Cirque du Soleil ad comes to life with AR

The Quebec entertainment company wanted to add an interactive element beyond a traditional print buy with Quebecor.

To promote its iconic show Alegria, Cirque Du Soleil had a simple, but seemingly unattainable goal: to have its performers dance across the page. In a static ad.

Print ads aren’t typically associated with motion and animation. But a new AR (augmented reality) partnership with Quebecor allowed the long-standing entertainment company to add some motion to a recent newspaper ad that appeared in both Le journal de Montréal and Le journal de Québec.

Readers perusing the weekend edition of both papers’ issues on Saturday, March 16, got to turn an ad into an immersive preview. By scanning the ad with the J5 app (a Quebecor news and media app), it revealed a 3D animation of character Monsieur Fleur dancing and moving to the show’s well-known theme song. At the end of the animation, readers were led to a site to purchase tickets for the show.

The AR integration, which was a direct collaboration between Quebecor and the Quebec born-and-bred Cirque, is a first for Quebecor.

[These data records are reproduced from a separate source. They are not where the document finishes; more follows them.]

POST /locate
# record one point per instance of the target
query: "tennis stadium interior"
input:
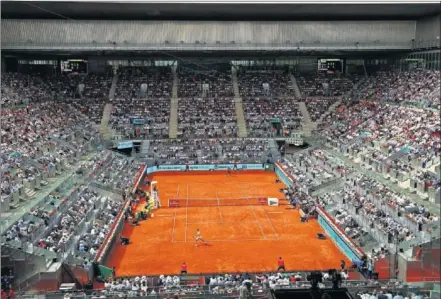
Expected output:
(220, 150)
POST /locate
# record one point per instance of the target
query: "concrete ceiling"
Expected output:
(196, 11)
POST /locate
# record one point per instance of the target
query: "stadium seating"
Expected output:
(207, 118)
(259, 113)
(151, 109)
(314, 85)
(192, 84)
(252, 83)
(416, 87)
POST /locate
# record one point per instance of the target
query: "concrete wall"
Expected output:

Magdalena Pienkowska, senior marketing manager for tent shows at Cirque, says the company typically goes with more traditional buys to promote shows, but the chance to offer a more experimental experience within that traditional media buy. “We knew that we didn’t want to just be buying TV or radio or print on its own, but rather combine everything with digital through a creative new idea. When we met with Quebecor, who has been a key partner for us, they came back to us and told us about the new tech they were developing.” She says Cirque has long advertised in the Journal papers, largely because of the publications’ wide reach and the demographic variety the papers draw.

Sébastien Royer, digital media manager at Cirque du Soleil Entertainment Group, says the key result of the initiative is to sell tickets, but “we wanted to give people more, give them an experience, have them engage with the brand and provide a bit of education on Alegria.”

Because Cirque is planning to do a second AR execution this coming weekend, it has not revealed how many tickets it has sold through the execution yet. However, the company says, the ad generated nearly 300,000 scans over the weekend, with the average watch time clocking in at 4-and-a-half minutes (nearly the entire length of the feature). The J5 app also saw a 30% lift in opens versus a typical Saturday.

Pienkowska says early results make Cirque want to try something similar with AR again. “We can take it further. We can make it bigger.” She also says Cirque is developing another project with Quebecor’s OOH business. While she couldn’t reveal too many details, she says it is working on a bus shelter face that will have an interactive elements where they will “be greeted” by various characters.

Alegria runs in Montreal from April 18 to June 30, in Gatineau, Que., from Aug. 1 to Sept. 1 and in Toronto from Sept. 12 to Nov. 3.